With the ceramic coated heads, I take it you have your sender somewhere other than on the ceramic coating? If that is the case I'll definately look into getting the heads and headers ceramic coated.

Dekkerboy,
It's best to keep all the tinware on the motor as this is designed to keep the engine cool and maximum air flow through the oil cooler etc, don't use chrome on anything engine wise like rocker covers etc as chrome increases the heat dramatically.
Take a look at
http://www.vw-resource.com/valve_covers.html 
Rob and Dave talk about this subject.
You can order one from aircooled.net, I'm also planning on installing an oil gauge as well for peace of mind.

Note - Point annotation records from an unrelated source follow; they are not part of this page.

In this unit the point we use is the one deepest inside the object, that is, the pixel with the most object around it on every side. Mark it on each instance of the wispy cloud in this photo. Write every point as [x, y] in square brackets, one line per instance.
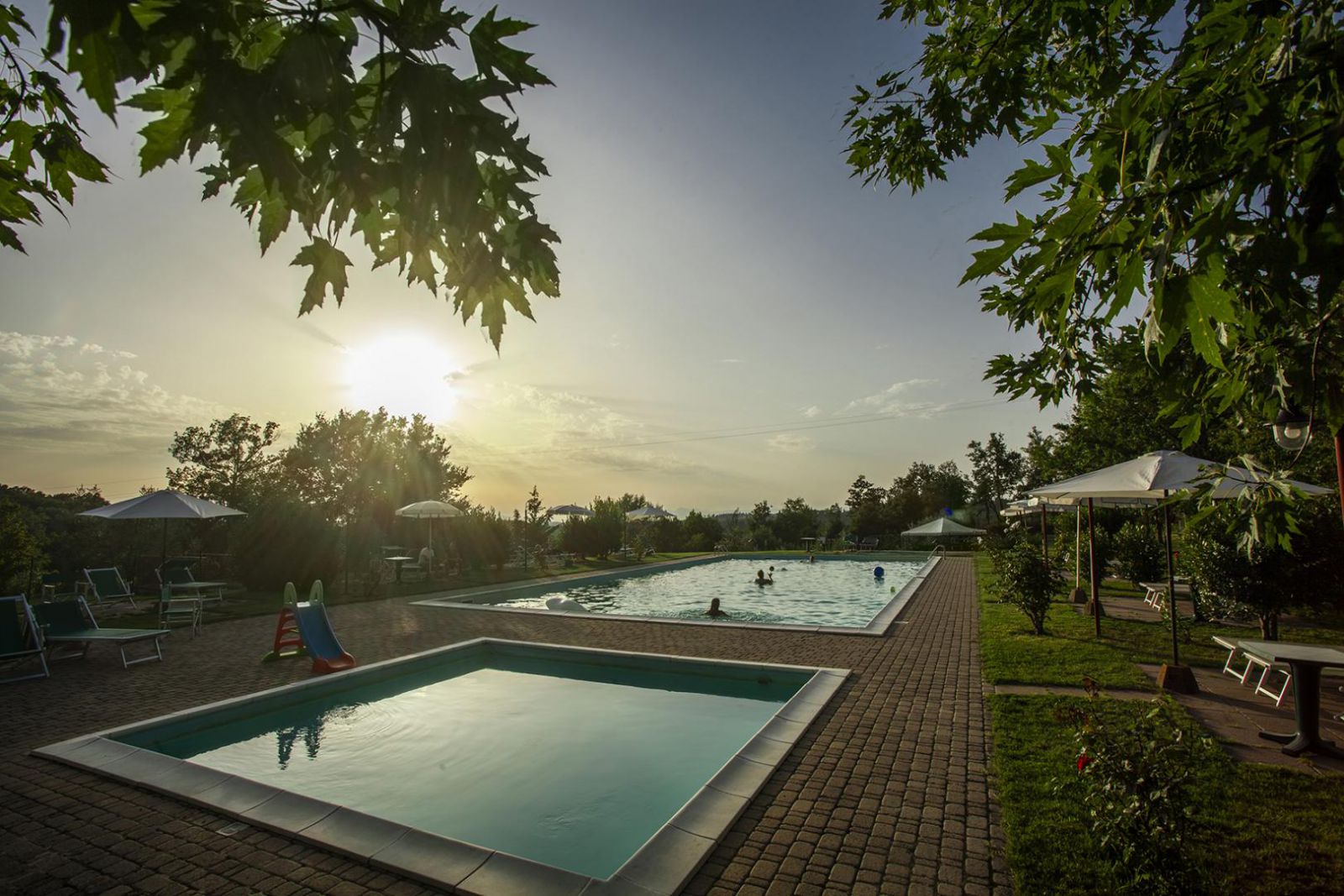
[894, 401]
[554, 427]
[788, 443]
[60, 392]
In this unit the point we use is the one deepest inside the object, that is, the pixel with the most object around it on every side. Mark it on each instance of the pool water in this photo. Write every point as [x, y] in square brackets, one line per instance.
[827, 593]
[569, 763]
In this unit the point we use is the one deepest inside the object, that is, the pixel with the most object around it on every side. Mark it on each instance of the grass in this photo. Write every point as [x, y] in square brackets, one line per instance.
[1012, 654]
[253, 604]
[1261, 831]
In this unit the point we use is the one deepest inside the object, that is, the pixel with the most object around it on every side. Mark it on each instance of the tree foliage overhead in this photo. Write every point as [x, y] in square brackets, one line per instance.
[338, 118]
[1189, 156]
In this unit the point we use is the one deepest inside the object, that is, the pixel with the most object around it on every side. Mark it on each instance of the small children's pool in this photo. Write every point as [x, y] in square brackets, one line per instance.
[569, 758]
[827, 593]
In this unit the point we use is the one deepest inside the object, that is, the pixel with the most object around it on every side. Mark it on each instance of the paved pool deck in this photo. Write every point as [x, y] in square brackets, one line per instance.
[886, 793]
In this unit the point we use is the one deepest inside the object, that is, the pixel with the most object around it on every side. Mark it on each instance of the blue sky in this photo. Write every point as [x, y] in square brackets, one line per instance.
[722, 275]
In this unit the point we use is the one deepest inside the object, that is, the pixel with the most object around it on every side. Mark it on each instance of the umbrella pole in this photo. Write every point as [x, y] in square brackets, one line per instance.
[1092, 571]
[1171, 579]
[1045, 537]
[1079, 548]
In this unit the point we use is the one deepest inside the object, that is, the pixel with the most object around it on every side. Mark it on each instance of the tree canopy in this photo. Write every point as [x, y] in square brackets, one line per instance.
[1189, 164]
[342, 120]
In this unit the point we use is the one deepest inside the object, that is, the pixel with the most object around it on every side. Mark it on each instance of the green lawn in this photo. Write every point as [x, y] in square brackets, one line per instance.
[1265, 831]
[253, 604]
[1012, 654]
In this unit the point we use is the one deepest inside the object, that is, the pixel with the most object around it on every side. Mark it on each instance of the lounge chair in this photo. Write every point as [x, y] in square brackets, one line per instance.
[174, 610]
[1231, 654]
[107, 586]
[71, 624]
[20, 638]
[178, 578]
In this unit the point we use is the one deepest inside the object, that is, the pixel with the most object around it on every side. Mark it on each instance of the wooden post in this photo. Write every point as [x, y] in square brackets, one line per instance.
[1045, 537]
[1171, 580]
[1092, 571]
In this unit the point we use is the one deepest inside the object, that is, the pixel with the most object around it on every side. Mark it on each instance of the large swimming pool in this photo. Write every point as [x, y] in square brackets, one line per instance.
[569, 758]
[842, 591]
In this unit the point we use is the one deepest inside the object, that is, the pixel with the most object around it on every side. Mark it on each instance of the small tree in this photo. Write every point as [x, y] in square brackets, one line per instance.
[1023, 579]
[1137, 775]
[1139, 553]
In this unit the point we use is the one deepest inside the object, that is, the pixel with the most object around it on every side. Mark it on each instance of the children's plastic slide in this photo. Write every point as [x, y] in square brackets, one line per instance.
[304, 627]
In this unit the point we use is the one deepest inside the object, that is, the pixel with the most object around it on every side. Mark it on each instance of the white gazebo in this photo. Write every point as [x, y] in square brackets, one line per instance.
[1152, 479]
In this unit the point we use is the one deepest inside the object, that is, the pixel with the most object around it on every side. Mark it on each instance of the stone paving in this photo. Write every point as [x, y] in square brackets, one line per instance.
[886, 793]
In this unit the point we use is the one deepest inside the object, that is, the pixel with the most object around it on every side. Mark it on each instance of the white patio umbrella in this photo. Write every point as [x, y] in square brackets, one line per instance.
[570, 510]
[1151, 479]
[429, 511]
[649, 512]
[163, 506]
[944, 526]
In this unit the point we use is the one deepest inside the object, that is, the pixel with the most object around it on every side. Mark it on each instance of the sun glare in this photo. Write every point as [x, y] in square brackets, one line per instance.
[405, 372]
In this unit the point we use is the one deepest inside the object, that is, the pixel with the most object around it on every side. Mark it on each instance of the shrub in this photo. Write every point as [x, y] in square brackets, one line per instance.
[1139, 553]
[286, 540]
[483, 540]
[1023, 579]
[1139, 777]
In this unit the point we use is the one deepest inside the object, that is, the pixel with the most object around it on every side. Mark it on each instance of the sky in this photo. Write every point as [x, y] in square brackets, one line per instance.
[739, 318]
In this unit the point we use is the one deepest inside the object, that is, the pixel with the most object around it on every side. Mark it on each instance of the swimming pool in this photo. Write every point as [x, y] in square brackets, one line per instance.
[833, 593]
[490, 761]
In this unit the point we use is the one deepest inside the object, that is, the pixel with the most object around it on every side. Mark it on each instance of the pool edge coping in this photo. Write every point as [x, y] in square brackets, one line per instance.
[660, 867]
[877, 627]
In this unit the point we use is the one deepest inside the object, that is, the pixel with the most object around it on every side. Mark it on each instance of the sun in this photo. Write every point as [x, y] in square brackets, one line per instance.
[405, 372]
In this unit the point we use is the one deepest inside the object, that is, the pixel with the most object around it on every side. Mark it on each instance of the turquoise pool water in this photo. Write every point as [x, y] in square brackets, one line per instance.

68AutoBug - December 13th, 2009 at 03:14 PM

Quote:
Originally posted by dekkerboy
I was wondering do you have to have all the tinware or just the fan shroud and piston covers and also does chrome work as well as normal, also where do you get the gauges.


Hi
Best to use all genuine VW tinware... ALL of it...
its ALL there for a purpose...
the hot air has to flow over the push rod tubes to help cool them down.. so all the tinware HAS to be there,,,

I know of people who have bought aftermarket tinware...
it doesn't fit as it should... and a lot of air can leak out...

chrome holds the heat... and chrome tinware shouldn't be used...

The VW Factory used chrome tappet covers many years ago on beetles sold in the Scandanavian countries... Norway/Sweden/Denmark etc.. as the chrome HOLDS the heat... but Very bad for Us in Australia...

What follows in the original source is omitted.